All these functions use all values in the given range and convert each value to a double, using jkqtp_todouble(). The return values is always a dohble. Therefore you can use these functions to calculate statistics of ranges of any type that can be converted to double. Values that do not result in a valid doubleare not used in calculating the statistics. Therefore you can exclude values by setting them JKQTP_DOUBLE_NAN (i.e. "not a number").

Boxplots

Standard Boxplots

As mentioned above and shown in several other examples, JKQTPlotter supports Boxplots with the classes JKQTPBoxplotHorizontalElement, JKQTPBoxplotVerticalElement, as well as JKQTPBoxplotHorizontal and JKQTPBoxplotVertical. You can then use the 5-Number Summray functions from the [statisticslibrary] to calculate the data for such a boxplot (e.g. jkqtpstat5NumberStatistics()) and set it up by hand.
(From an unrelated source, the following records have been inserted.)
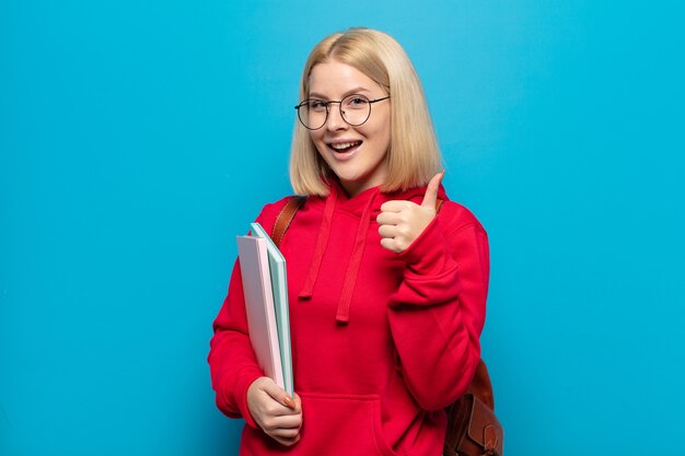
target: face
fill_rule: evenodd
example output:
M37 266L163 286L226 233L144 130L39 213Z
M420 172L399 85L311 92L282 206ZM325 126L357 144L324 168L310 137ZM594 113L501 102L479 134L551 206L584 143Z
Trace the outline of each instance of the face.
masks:
M311 98L340 101L352 94L369 100L387 96L383 87L349 65L332 59L314 66L310 73ZM388 98L371 104L371 116L358 127L342 119L337 103L330 104L326 124L310 131L316 150L350 197L385 182L385 157L391 140L390 103Z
Code would look roughly like this:

    JKQTPStat5NumberStatistics stat=jkqtpstat5NumberStatistics(data.begin(), data.end(), 0.25, .5);
    JKQTPBoxplotVerticalElement* res=new JKQTPBoxplotVerticalElement(plotter);
    res->setMin(stat.minimum);
    res->setMax(stat.maximum);
    res->setMedian(stat.median);
    res->setMean(jkqtpstatAverage(first, last));
    res->setPercentile25(stat.quantile1);
    res->setPercentile75(stat.quantile2);
    res->setMedianConfidenceIntervalWidth(stat.IQRSignificanceEstimate());
    res->setDrawMean(true);
    res->setDrawNotch(true);
    res->setDrawMedian(true);
    res->setDrawMinMax(true);
    res->setDrawBox(true);
    res->setPos(boxposX);
    plotter->addGraph(res);

In order to save you the work of writing out this code, the [statisticslibrary] provides "adaptors", such as jkqtpstatAddVBoxplot(), which basically implements the code above. Then drawing a boxplot is reduced to:

    JKQTPBoxplotHorizontalElement* gBox2=jkqtpstatAddHBoxplot(plot1box->getPlotter(), datastore1->begin(randomdatacol2), datastore1->end(randomdatacol2), -0.25);
    gBox2->setColor(gData2->getKeyLabelColor());
    gBox2->setBoxWidthAbsolute(16);

Here -0.25indicates the location (on the y-axis) of the boxplot. and the plot is calculated for the data in the JKQTPDatastore column randomdatacol2.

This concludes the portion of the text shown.